Yeşil ekonomi Barack Obama’nın ilk başkanlık kampanyasının ayaklarından biriydi ve ilk olarak 1990’larda Bill Clinton yönetimi döneminde ilk uygulamaları hayata geçirilmişti.
Bu ekonomi basit anlamda solar hücre teknolojisine dayalı güneş ve hibrid ve alternatif enerji kaynağı olan rüzgar türbinlerine dayalı rüzgara dayanıyordu. Ancak bir süre sonra önce Beyaz Saray’ın demeçlerinden, sonra da iş dünyasının gündeminden çıkıverdi. Peki neden? Öncelikle doğal enerjiyi elektriğe dönüştüren cihazlar bir dinamoya ihtiyaç duyar. Dinamo ise bir ateşleyiciye, ateşleyici ise nadir bulunan elementlere ihtiyaç duyar. O dönem bu madenin yüzde 80’i ise Çin’den geliyordu. Vietnam ve İzlanda’da birkaç maden bulunuyordu. Pekin ise kendisi komponent yapımı işine girmek istediği için her geçen yıl hammadde satışı konusunda daha hasis davranmaya başlamıştı. Hikaye, Yeşil Ekonominin ilk dalgasının 2011’de arşivlere kaldırılmasıyla sonuçlandı. ABD ve Çin anlaşamadı. Rakamların diliyle bu madenin önemini ifade etmek gerekirse, hibrid Toyota Prius’ta 16 kg bulunan bu nadir elementten devasa rüzgar kulelerindeki dinamolarda ise yüzlerce kat fazlasına ihtiyaç duyulduğunu söylemek yetebilir.

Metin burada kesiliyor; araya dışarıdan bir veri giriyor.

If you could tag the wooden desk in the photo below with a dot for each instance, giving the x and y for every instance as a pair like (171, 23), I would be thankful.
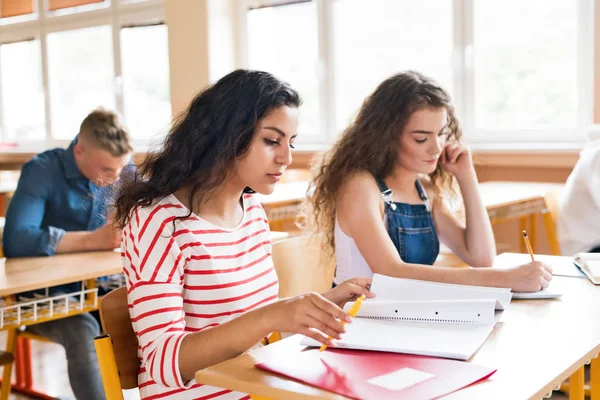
(535, 346)
(23, 274)
(522, 201)
(284, 203)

Yaklaşık bir ay önce haber ajansları 2012’de çıkmasına rağmen Tesla Sedan elektrikli otomobilin piyasa başarısından dem vuran haberlerle çalkalandı. Fena olmayan bir tasarım ile lüks özelliklere sahip otomobilin fiyatı sadece 30 bin dolar. Ayrıca dünya çapına yayılmış şarj istasyonları ile hızlı ve ücretsiz enerji yenileme fırsatı sunuyor. Tıpkı bir masal gibi. Bu kez yeni yeşil ekonomi dalgasının arkasındaki kişi ise Elon Musk. Taraftarlarına göre Thomas Edison ile Henry Ford ve Howard Hughes’un modern bir karışımı. Ya da şüphecilerin deyişiyle dotcom krizinden doğup zenginlere pahalı oyuncaklar yapan parlak ve vizyoner bir girişimci.